Club football has long taken precedence over the international game, but the World Cup still has an unrivalled ability to propel little-known players into the realms of superstardom. In 1998, at the tender age of 18, Michael Owen emerged as an almost overnight sensation and one of the most exciting sportsmen on the planet.

He was like nothing else on show in France, his blistering pace and directness seeming to represent the hyper-energetic future of football. Owen was utterly fearless and set about destroying the confidence of seasoned centre backs with impunity. Memories of their meeting no doubt still give Roberto Ayala sleepless nights.

It could all have been so different given the fierce competition for places. England went into the 1998 World Cup with arguably the strongest crop of strikers they’d ever had. As a leading target man and his country’s captain, Alan Shearer was an automatic pick. Looking to rekindle their partnership from the Euros two years previously, Glenn Hoddle chose Teddy Sheringham as someone who could drop deeper and link the play. Les Ferdinand and Michael Owen were selected as back up.

Several others could consider themselves unlucky to miss out. Injuries had marred Robbie Fowler’s season but he remained a great natural goalscorer. Ian Wright had helped Arsenal to a Premier League and FA Cup double while Andy Cole was cut from the provisional 30-man squad despite scoring 25 times in all competitions for Manchester United. So too was Coventry City’s Dion Dublin.

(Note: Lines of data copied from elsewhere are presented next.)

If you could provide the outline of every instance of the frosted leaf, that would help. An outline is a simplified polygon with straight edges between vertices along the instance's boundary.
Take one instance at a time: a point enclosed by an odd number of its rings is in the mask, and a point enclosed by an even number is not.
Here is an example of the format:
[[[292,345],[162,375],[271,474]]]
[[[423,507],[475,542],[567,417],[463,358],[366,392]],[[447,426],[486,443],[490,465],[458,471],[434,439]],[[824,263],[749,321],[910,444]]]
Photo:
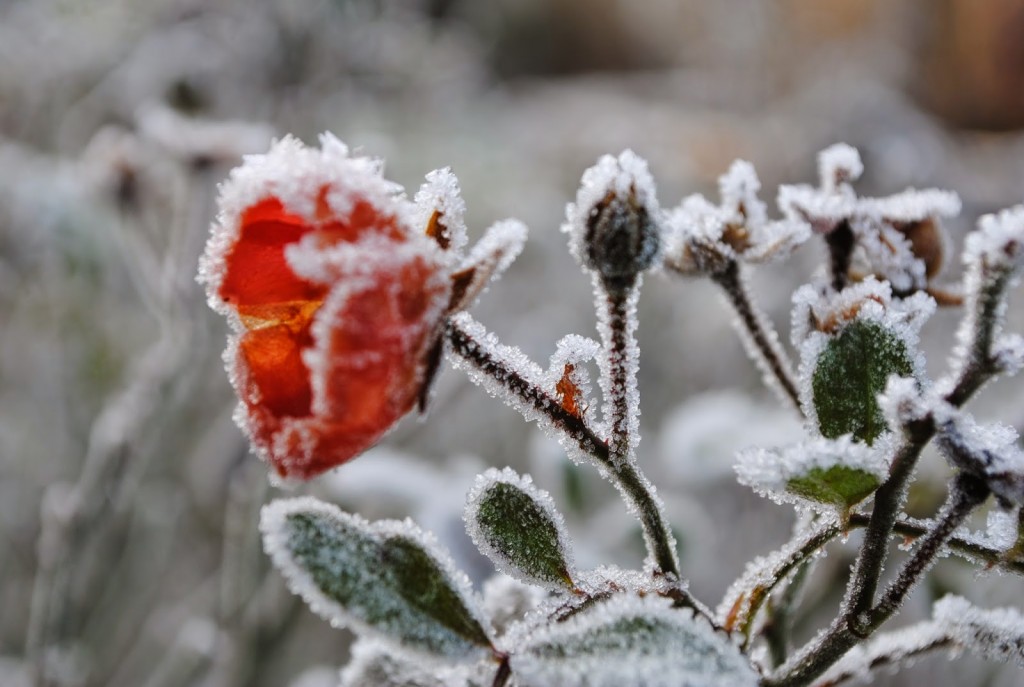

Dublin, Owen and Chris Sutton, who had fallen out with Hoddle over his refusal to play for the England B team, had finished as joint-top scorers in the Premier League that year with 18 goals each. The teenager was the only one to be included after an outstanding breakthrough season. Expected to be used as a substitute against tiring defences, his raw pace gave the squad another dimension.

Starting the tournament on the bench, having only made his England debut four months previously, Owen forced his way into the starting lineup with an equaliser against Romania after coming off the bench in the second group game. With the ball turned back into the six-yard box by Alan Shearer, he pounced on a loose touch from Paul Scholes to find the net.

Owen later hit the post with a shot from range, and although Romania came back to win in the 90th minute through Dan Petrescu, he had made enough of an impression to start against Colombia. Teddy Sheringham was forced to make way. Driving forward with the ball at every opportunity, Owen terrorised the Colombian defence throughout the 90 minutes as a comfortable 2-0 win sealed England's progress to the second round, and a fateful meeting with Argentina.

The match was to be the making of him and go down in history as one of the World Cup’s classic encounters. In a breathless first half where both sides shared four goals, Owen won the penalty from which Alan Shearer scored, taking a strategic tumble as he looked to burst between two defenders. Then, in a moment of sheer audacity that has been endlessly replayed since, and deservedly so, he scorched past two challenges to score an unforgettable goal. 

England eventually went out on penalties after David Beckham’s red card but they at least had a new hero to soften the blow. There were seemingly no limits to what Owen was capable of. He believed unquestioningly in his ability and, for an all-too-brief spell, the world did too. He would play in another two World Cups, and score two more goals, but never with that same intoxicating sense of endless possibility.

Injuries and burnout deprived Owen of his electric pace and meant that he never quite became the true great that he promised to that summer. Football evolved too and strikers were expected to live off more than just pure speed and their own instincts, however sharp. Despite Owen's subsequent decline, at least we'll always have Saint-Etienne.